Well, in other words, good luck and I hope you stick to your guns.

I agree with D.M. Is the builder offering incentives for buying a new unit? By the way: What is a "ranch" condominium?
 
It's a big no-no to ignore more suitable comps (like the ones that area actually resale condos in the development), in favor of comps outside the area (farther away single family nonetheless!!).

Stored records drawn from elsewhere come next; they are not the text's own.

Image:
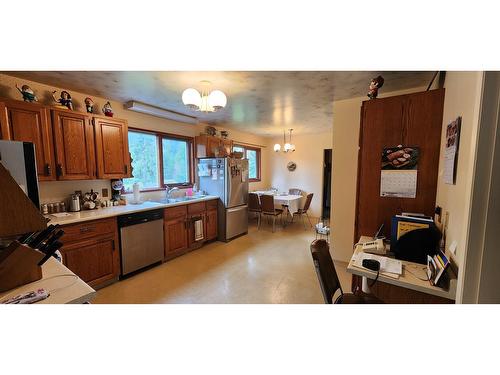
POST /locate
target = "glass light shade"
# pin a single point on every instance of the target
(217, 100)
(191, 98)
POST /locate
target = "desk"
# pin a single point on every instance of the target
(405, 289)
(64, 286)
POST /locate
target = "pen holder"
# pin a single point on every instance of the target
(19, 266)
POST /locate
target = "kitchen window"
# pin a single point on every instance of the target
(253, 156)
(158, 160)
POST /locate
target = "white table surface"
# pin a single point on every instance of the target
(294, 202)
(406, 280)
(62, 284)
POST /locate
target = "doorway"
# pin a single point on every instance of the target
(327, 184)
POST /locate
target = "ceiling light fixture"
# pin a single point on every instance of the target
(206, 101)
(287, 146)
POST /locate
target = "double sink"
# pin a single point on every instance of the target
(179, 199)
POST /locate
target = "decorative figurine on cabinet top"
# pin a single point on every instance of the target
(107, 110)
(27, 93)
(89, 104)
(64, 101)
(375, 84)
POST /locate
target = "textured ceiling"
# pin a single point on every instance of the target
(259, 102)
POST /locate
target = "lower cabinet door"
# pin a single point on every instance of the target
(94, 261)
(211, 224)
(176, 239)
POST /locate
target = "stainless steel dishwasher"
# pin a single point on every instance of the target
(141, 240)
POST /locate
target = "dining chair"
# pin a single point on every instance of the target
(303, 211)
(268, 209)
(329, 280)
(254, 206)
(285, 207)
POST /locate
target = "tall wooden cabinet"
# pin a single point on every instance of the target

Don't do it, unless you want a TON of headaches justifying yourself later on (in front of a state board).....and "The bank told me to do it" is not a reasonable excuse in their eyes.
 
It is my understanding that lenders have a 5% tolerance range. If they sell the unit at 5% above your opinion of value then they can post it on the MLS and get the ball rolling again on increased values associated with increased costs for constuctiojn.You are providing the client with your opinion of value and you do not have to rubber stamp the sale price. If the client does not like the appraised value they can disregard it and fund the mortgage based on whatever value they consider appropriate.
 
Mike,
To answer your question, there are a number of new developments in the area that are becoming more increasingly popular with builders..ranch style condominiums geared to the "active adult community"...nothing more than a one story attached (sometimes with a room over garage) having standard upgrades but buyers can opt for handicap amenities to include wider door frames or lower counter-tops, etc...The appraisal is not for a mortgage however, is for the bank because they've financed the development..Either way, their reasonings for disputing the value or the comps used have no validity, so basically, if they want a higher value and want to single family comps and ignore the recent sales in the neighborhood, they can find someone else. Sadly, it took several back and forth emails for them to realize that I wasn't budging..Thanks everyone!
 
Mike,
To answer your question, there are a number of new developments in the area that are becoming more increasingly popular with builders..ranch style condominiums geared to the "active adult community"...nothing more than a one story attached (sometimes with a room over garage)

Side-by-side (2 unit) ranch condominiums are not that uncommon in some areas. Probably currently the most common new duplex condos (also called twindos, etc).

I have seen side-by-side ranches sold separately as SFR in Milwaukee as well.